A Two-Part Excel Puzzle, with Arrays, Text, ASCII, and Concatenation

It should have been a simple Excel formula. But it became a two-part puzzle needing arrays, ASCII codes, and text concatenation to solve.

3894

It should have been a simple Excel formula. But it became a two-part puzzle needing arrays, ASCII, and text concatenation to answer.Recently, I needed to compare two long columns of text of various lengths to make sure that each row of text in column A and column B were identical.

That is, only “Ant” = “Ant” and “ant” = “ant” should pass the test. But “Ant” = “ant” should fail the test.

I knew that a formula like =A2=B2 wouldn’t work because the formula =”Ant”=”ant” returns TRUE. That is, Excel’s normal formula is case-insensitive.

So what formula would give me a case-sensitive comparison?

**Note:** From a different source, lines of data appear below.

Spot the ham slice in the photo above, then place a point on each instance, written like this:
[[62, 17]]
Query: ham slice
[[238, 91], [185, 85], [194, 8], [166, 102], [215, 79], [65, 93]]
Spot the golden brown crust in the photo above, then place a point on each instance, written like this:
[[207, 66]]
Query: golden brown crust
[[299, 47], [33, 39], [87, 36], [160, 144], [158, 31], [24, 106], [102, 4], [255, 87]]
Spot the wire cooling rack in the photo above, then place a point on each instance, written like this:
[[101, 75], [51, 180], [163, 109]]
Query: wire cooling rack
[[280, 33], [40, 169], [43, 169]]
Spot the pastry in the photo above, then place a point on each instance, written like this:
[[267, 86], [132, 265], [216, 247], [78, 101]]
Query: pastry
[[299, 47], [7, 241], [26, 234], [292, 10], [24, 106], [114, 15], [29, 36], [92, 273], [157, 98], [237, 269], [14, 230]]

For some reason, the EXACT function had slipped my mind:

=EXACT( text1, text2 )

This function would have given me the results I needed immediately.

Instead, to solve this puzzle, I took a journey through arrays, concatenation, ASCII, and the differences between the current version of Excel and an older version, like Excel 2016 or earlier.

Solving those two puzzles turned out to be great fun for me. If you enjoy puzzles like this, before you read on, try to think of one solution for Excel 365 or 2019, and another solution for Excel 2016.

Getting Started

Suppose I want to test whether “Ant” is exactly the same as “ant”—without using the EXACT function.

The only way that I could think to do that would be to convert both text values into their ASCII equivalents, and then compare those two sets of values somehow. I couldn’t compare the sums of those values, because the sums could turn out to be the same for non-identical text—like “Aa” and “aA”. Instead, I had to compare their ASCII values in some other way.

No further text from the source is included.